11. Ceza Dairesi 2019/7403 E. , 2019/9327 K.
MAHKEMESİ :Ağır Ceza Mahkemesi
SUÇ : Resmi belgede sahtecilik
HÜKÜM : Mahkumiyet
1-Sanık hakkında yetkisi olmadığı halde … A.Ş.’ye ait 18.04.2008 keşide tarihli çeki düzenlemek suretiyle resmi belgede sahtecilik suçundan açılan kamu davasında; sanığın, şirketteki hissesini annesine devrettikten iki ay kadar sonra başka bir ortağın şirketteki hissesini devraldığını, devir tarihinden sonra da çek keşide etme yetkisinin bulunduğunu savunması, suça konu çekte birinci ciranta olarak görünen …’in, sanığı tanımadığını, çeki …’dan aldığını beyan etmesi karşısında; gerçeğin kuşkuya yer bırakmayacak şekilde tespiti bakımından, uygulamada çeklerin fiilen düzenlendiği tarihten sonraki bir tarihin keşide tarihi olarak belirlenme ihtimalinin bulunduğu da gözetilerek, …’nun tanık olarak dinlenmesi, sanık ile ticari ilişkisinin tespit edilmesi durumunda buna ilişkin fatura ve diğer belgelerin bulunup bulunmadığının sorulması, sanığın hisse devri yaptığı 26.12.2007 tarihinden sonra şirketteki başka bir hisseyi devralıp devralmadığının tespit edilmesi, suça konu çekin şirket kayıtlarına girip girmediğinin araştırılması, çekin fiilen keşide edildiği tarihin kesin olarak belirlenip sanığın bu tarihte çek keşide yetkisinin bulunup bulunmadığının araştırılması, sonucuna göre sanığın hukuki durumunun değerlendirilmesi gerekirken eksik araştırma ile mahkûmiyetine hükmedilmesi,
2- Kabule göre de;
a)Kambiyo senetlerinde yapılan sahteciliğin resmi belgede yapılmış sayılabilmesi için ilgili kambiyo senedinin Türk Ticaret Kanunu’nda öngörülen bütün unsurlarını taşıması gerekli olup; ayrıntıları Yargıtay İçtihadı Birleştirme Kurulu’nun 14.12.1992 tarih ve 1/5 ve Ceza Genel Kurulu’nun 24.03.1998 gün ve 51/106 sayılı kararlarında açıklandığı üzere; kambiyo senetlerinde bulunması zorunlu olan keşide yerinin bir duraksamaya meydan vermeyecek biçimde açık ve anlaşılır olması gerekmektedir.

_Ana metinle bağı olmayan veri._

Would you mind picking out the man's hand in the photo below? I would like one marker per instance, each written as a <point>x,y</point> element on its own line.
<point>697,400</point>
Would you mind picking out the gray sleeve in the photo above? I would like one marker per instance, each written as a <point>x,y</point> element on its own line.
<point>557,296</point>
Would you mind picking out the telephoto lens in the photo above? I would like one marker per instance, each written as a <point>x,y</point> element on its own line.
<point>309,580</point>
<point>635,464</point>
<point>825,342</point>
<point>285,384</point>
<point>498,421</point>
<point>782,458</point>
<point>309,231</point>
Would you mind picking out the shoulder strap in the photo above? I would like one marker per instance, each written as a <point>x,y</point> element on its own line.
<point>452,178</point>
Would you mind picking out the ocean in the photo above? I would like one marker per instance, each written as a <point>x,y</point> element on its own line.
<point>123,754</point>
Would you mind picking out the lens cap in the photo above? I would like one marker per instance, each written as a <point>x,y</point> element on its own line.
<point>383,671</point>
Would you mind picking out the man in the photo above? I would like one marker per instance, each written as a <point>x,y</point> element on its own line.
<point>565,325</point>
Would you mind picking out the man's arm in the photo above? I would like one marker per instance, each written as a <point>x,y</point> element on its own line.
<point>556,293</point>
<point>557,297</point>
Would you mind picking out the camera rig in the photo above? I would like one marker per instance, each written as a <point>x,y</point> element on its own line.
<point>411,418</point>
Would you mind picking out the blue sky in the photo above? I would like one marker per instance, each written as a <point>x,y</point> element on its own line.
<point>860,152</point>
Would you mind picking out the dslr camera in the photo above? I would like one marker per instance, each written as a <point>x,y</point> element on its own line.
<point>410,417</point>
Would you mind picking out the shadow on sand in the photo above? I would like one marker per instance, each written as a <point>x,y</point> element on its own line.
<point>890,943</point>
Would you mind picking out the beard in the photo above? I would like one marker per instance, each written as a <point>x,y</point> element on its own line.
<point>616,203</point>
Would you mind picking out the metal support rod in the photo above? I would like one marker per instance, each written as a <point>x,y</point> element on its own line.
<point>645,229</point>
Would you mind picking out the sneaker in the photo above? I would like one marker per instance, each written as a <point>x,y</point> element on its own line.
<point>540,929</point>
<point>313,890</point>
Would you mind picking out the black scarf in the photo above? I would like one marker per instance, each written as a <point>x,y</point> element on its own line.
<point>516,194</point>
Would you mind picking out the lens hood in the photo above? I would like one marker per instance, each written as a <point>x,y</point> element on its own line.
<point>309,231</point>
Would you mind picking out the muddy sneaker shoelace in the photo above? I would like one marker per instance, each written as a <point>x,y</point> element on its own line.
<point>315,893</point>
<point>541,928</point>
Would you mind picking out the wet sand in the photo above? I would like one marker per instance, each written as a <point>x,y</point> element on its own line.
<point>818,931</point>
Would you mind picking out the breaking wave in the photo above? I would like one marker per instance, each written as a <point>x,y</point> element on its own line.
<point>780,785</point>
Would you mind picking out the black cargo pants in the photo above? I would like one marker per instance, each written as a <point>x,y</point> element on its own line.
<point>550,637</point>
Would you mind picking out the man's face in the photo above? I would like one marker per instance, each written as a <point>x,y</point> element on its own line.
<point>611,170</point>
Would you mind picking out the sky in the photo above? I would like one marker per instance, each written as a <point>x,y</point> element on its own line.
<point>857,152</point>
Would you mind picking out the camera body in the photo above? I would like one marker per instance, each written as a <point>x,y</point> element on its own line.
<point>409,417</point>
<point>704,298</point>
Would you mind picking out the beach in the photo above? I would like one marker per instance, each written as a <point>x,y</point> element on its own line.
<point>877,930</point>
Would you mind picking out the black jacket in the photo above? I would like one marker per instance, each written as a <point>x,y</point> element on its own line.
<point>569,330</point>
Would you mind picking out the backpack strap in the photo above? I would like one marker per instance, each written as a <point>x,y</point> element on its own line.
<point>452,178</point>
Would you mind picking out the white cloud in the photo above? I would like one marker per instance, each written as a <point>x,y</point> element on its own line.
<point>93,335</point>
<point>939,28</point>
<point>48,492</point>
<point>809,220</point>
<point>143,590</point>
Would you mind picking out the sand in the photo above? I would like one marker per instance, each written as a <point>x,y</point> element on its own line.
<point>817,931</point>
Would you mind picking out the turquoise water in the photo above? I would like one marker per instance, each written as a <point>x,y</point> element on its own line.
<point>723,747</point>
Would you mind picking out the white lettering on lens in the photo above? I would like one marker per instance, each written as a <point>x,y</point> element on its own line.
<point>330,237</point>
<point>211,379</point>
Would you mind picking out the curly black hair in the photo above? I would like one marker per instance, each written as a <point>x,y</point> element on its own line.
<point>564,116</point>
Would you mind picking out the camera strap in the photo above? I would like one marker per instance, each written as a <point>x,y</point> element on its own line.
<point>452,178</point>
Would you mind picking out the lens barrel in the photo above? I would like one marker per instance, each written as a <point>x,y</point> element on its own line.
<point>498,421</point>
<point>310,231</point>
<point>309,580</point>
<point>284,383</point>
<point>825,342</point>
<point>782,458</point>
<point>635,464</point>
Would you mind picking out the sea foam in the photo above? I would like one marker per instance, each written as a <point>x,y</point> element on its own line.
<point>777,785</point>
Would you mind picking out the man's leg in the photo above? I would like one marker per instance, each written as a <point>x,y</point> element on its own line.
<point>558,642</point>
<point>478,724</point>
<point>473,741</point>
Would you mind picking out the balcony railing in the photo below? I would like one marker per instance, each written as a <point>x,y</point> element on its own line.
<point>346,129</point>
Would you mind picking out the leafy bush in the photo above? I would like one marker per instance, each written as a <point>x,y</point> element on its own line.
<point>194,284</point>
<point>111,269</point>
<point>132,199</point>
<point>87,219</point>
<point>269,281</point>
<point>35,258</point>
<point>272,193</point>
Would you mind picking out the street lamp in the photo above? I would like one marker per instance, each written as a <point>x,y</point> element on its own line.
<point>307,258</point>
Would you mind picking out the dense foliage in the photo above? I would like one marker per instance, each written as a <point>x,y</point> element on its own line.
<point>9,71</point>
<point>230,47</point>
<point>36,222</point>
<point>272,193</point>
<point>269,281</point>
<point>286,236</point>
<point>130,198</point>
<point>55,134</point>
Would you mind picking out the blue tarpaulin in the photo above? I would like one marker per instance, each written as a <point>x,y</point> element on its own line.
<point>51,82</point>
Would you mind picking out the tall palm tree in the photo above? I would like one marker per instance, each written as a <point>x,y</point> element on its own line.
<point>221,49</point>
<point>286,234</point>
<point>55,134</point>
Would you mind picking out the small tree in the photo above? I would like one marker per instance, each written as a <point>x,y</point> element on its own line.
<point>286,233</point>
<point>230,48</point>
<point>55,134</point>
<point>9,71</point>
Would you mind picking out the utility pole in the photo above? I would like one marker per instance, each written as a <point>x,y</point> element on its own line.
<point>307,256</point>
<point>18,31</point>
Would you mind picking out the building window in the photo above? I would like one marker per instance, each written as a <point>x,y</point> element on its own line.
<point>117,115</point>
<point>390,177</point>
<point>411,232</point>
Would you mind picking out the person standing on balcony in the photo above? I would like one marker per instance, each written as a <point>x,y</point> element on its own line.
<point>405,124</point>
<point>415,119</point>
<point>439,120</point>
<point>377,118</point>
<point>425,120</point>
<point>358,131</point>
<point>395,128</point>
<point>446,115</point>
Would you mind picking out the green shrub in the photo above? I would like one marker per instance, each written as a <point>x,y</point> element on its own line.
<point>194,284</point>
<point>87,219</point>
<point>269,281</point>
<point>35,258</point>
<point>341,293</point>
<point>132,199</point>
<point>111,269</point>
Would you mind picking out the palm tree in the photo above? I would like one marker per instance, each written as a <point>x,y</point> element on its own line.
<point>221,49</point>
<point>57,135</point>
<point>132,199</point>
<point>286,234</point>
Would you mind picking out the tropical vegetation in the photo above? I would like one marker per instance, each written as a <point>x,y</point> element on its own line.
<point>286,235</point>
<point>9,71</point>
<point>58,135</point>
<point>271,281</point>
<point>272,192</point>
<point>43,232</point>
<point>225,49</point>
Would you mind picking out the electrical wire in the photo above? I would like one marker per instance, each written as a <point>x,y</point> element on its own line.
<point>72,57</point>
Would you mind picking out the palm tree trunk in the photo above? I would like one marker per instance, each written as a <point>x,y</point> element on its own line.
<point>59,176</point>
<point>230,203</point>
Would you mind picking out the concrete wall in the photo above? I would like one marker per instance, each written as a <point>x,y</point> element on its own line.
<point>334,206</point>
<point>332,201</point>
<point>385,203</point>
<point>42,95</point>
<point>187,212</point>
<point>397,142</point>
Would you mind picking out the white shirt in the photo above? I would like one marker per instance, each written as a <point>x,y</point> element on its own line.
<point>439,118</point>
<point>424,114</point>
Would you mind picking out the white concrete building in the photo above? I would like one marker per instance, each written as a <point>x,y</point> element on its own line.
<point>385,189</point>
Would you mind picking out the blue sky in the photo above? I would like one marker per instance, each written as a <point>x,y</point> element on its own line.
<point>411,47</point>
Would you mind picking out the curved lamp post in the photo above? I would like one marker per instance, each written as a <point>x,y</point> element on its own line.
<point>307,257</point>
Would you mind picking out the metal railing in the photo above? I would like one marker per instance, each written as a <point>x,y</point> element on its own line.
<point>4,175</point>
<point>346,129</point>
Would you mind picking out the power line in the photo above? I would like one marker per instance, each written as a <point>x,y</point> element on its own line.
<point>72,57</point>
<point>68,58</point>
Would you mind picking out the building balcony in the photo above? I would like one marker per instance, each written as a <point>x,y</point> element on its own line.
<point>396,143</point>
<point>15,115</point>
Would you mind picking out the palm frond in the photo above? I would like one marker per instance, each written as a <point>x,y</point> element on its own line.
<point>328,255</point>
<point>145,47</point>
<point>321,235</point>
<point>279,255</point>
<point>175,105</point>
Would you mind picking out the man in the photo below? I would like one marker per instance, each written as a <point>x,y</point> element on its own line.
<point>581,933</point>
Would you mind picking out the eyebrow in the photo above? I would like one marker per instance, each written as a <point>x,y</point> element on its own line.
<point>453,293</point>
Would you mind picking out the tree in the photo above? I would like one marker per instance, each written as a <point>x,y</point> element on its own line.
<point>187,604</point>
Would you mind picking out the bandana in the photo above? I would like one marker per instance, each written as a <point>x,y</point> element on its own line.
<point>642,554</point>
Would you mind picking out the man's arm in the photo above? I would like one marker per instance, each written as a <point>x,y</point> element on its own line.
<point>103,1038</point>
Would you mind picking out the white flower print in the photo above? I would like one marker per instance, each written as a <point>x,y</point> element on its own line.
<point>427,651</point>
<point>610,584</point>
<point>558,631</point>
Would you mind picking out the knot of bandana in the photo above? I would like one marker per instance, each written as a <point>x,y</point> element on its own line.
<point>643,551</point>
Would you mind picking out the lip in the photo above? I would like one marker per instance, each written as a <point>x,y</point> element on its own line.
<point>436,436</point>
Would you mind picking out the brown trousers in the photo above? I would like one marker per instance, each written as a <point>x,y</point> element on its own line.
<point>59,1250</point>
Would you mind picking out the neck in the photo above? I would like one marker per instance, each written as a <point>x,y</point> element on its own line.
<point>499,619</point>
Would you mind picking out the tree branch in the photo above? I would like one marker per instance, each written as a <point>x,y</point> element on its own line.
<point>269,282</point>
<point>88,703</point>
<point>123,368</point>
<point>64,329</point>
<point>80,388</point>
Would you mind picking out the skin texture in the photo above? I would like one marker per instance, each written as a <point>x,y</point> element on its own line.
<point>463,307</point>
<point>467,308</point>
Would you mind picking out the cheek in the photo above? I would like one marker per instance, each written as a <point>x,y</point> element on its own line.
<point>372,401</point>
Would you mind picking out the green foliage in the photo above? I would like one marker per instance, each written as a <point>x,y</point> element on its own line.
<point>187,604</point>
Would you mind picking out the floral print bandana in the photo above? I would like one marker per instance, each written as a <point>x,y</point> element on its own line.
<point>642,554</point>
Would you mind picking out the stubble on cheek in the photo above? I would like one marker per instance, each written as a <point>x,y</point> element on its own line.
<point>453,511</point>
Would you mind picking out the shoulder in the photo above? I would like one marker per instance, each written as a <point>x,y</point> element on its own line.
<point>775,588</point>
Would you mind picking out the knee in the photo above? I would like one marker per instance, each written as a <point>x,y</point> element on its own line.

Dosya arasında bulunan suça konu 18.04.2008 tarihli çek fotokopisi üzerinde heyetimizce yapılan incelemede; keşide yeri bölümünde sadece tarih bilgisinin bulunması karşısında, adli emanetin 2013/6746 sırasına kayıtlı çek aslının duruşmaya getirtilerek, unsurlarının tam olup olmadığı, aldatıcı niteliğinin bulunup bulunmadığının değerlendirilmesi ve keşide yerinin bulunmadığının tespiti durumunda da eylemin özel belgede sahtecilik suçunu oluşturacağının gözetilmemesi,
b)5237 sayılı TCK’nin 53. maddesine ilişkin uygulamanın Anayasa Mahkemesinin 08.10.2015 gün 2014/140 Esas, 2015/85 sayılı iptal kararı ile birlikte yeniden değerlendirilmesinde zorunluluk bulunması,
Bozmayı gerektirmiş, sanık müdafinin temyiz nedenleri bu itibarla yerinde görülmüş olduğundan, hükmün bu sebeplerden dolayı 5320 sayılı Kanun’un 8/1. maddesi gereğince uygulanması gereken 1412 sayılı CMUK’nin 321. maddesi uyarınca istem gibi BOZULMASINA, 12.12.2019 tarihinde oy birliğiyle karar verildi.